Norm-referenced and ipsative measures have different strengths and weaknesses and can be used for different purposes. There is a huge literature on the technical merits of each approach. In recent years more companies have seen the benefits of ipsativity and often use norm-reference and ipsative measures next to each other to get more rounded views of an individual. Ipsative measures:
There are a number of technical implications of this approach to testing which we’re more than happy to talk through with users and prospective users.
IQ
See intelligence
ITC
The International Test Commission. An international body which, among other things, lays down guidelines for testing which seek to bring together international views in an increasingly multinational activity.
ITEM
A question or a statement in a test that a candidate has to ( respectively ) answer or react to.
ITEM BANK
See ITEM RESPONSE THEORY
ITEM RESPONSE THEORY
A real growth area in test theory and applications at the moment as this theory underlies a lot of work on ability item banks and adaptive testing systems.

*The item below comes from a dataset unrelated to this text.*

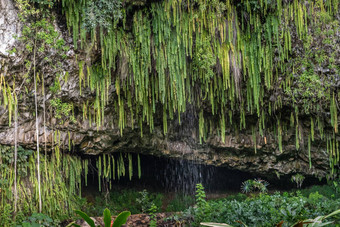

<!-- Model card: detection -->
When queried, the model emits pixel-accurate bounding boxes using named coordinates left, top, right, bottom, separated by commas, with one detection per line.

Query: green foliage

Item Response Theory is an area of academic work and theory which deals with the individual characteristics of an ITEM ( see above ) and how likely it is that a person will make a correct response to an item – in other words, how difficult it is.
Once you know this about items you can form a huge database of them ( an ITEM BANK ) and use algorhythms to create tests which are made up of different items but which are equivalent in difficulty. This is central to ADAPTIVE testing and CBT.
To give an example; let’s say you want to assess a pool candidates’ who live a long way away on a verbal reasoning tests. You’re going to assess them over the internet but you want to reduce the possibility of them swapping answers. Using an item bank, generated test each candidate would be presented with a test which was of equivalent difficult ( so you could compare their scores), but the individual items would be different and have different answers.